Well, now they were both crying. I had the younger brother in my lap—he was curled up in a ball, sobbing into my shirt—and, clinging to my arm, the older brother implored me with tears not to send for his father. I had been trying to teach them the passage in Corinthians about how love was super important. While I was doing this the bigger brother sat on his sibling, squishing him into the wall. Such is life.
It struck me, witnessing the change as it came over the older brother. He had been strutting like a bird, refusing to apologize. So, I told one of the other children to go get the dad. Instantly, the older brother fell at my side weeping, begging me not to tell on him.

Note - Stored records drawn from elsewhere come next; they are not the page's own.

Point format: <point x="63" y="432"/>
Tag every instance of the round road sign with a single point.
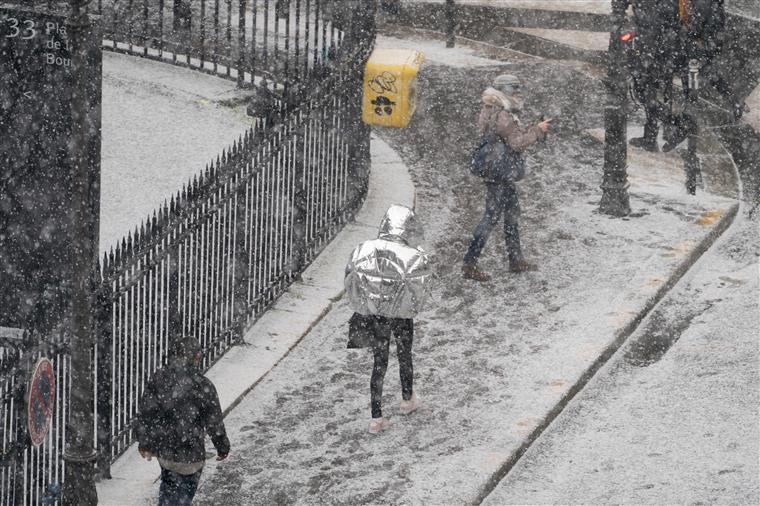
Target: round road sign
<point x="40" y="400"/>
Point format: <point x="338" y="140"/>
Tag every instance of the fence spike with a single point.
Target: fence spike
<point x="111" y="260"/>
<point x="123" y="248"/>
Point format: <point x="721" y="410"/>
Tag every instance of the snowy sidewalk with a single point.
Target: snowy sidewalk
<point x="494" y="362"/>
<point x="283" y="326"/>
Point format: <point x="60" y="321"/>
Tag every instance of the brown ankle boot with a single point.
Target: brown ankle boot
<point x="472" y="272"/>
<point x="522" y="266"/>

Some people may look at this apology as shallow, self-interested, insincere. On a level, it was. But even so, once that threat was there, the two brothers could reconcile. On the same level, when people try to strip Christianity of punishment, when it becomes what C. S. Lewis referred to as Christianity and water, they take away an equalizing element that fosters repentance.
What sort of repentance is that, you might ask. What does it say of Christianity that fear, selfish fear, is the thing first prompting a sinner to bend his knee? It says that Christianity understands our pitiable hearts. The church isn’t some clubhouse for saints, it is more a halfway house for parolees.
Every day I see the strutting of people praising their own virtue. “The world doesn’t need religion,” they say. “Look at me, I’m basically good,” they boast, sitting atop their brother. It is almost a fear of fear. An unwillingness to face the possible bad news is one of the greatest obstacles to hearing the gospels. One cannot ask for forgiveness without admitting the need of it. So is our vile state.
Once the older brother tasted fear, he put away his prideful looks. As his father finally came into the room, he asked his brother for forgiveness. And later that day, I watched them wrestle and play, tackling one another into the summer grass.